Module 0: Introduction to Text Encoding and the TEI

5. TEI P3 (SGML)

The sample text could be encoded in TEI P3 as well. Being TEI, this is a descriptive encoding scheme that allows the encoder to explicate the structure and semantics of the textual features s/he wants to analyse. In our sample, we see the typical features of TEI documents (although some of the names have evolved since version P3): a document is encoded in a <TEI.2> element, containing both a <teiHeader> section for the meta-information, and a <text> part for the actual text contents. The header must contain a minimal amount of meta-information, while the text content itself is encoded in <body>. Inside the text, the structural elements (heading — <head>, paragraph — <p>, footnote — <note @place=foot>), as well as semantic features (title — <title>, emphasis — <emph>, term — <term>) can be fully expressed with comprehensible tag names.

Notice, however, that this is SGML, not XML: some elements can occur without end tags (<title>, <body>, <p>, <head>), and attribute values can occur without surrounding quotes (“type=foot”).
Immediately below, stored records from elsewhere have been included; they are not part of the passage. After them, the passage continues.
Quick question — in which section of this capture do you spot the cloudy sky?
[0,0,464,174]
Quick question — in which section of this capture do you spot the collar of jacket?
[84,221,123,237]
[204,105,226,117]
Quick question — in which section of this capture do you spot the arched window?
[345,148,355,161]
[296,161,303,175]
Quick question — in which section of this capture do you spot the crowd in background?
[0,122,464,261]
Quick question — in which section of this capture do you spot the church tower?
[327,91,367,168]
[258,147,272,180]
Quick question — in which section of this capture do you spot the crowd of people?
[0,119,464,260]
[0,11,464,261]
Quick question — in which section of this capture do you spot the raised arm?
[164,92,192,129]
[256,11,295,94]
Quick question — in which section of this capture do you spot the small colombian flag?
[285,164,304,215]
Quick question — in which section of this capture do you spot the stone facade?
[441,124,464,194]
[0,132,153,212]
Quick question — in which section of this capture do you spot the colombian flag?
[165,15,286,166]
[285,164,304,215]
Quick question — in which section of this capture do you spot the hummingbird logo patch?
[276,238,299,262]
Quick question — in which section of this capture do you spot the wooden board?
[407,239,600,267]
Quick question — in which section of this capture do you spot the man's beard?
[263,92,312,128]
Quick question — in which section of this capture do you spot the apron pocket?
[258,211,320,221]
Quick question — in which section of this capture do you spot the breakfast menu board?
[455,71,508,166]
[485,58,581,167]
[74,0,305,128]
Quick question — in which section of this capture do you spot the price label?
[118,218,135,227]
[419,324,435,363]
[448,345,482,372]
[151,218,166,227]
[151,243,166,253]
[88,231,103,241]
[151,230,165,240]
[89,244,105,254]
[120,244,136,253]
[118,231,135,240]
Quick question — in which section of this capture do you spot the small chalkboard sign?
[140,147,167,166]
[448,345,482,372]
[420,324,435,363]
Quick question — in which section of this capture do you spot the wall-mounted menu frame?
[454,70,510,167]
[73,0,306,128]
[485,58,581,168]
<TEI.2> <teiHeader> <fileDesc> <titleStmt> <title>Review: an electronic transcription </titleStmt> <publicationStmt> <p>Published as an example for the Introduction module of TBE. </publicationStmt> <sourceDesc> <p>No source: born digital. </sourceDesc> </fileDesc> </teiHeader> <text> <body> <head>Review <p><title>Die Leiden des jungen Werther <note place=foot>by <name>Goethe</name> is an <emph>exceptionally</emph> good example of a book full of <term>Weltschmerz</term>. </text> </TEI.2>
Example 4. A TEI P3 SGML example.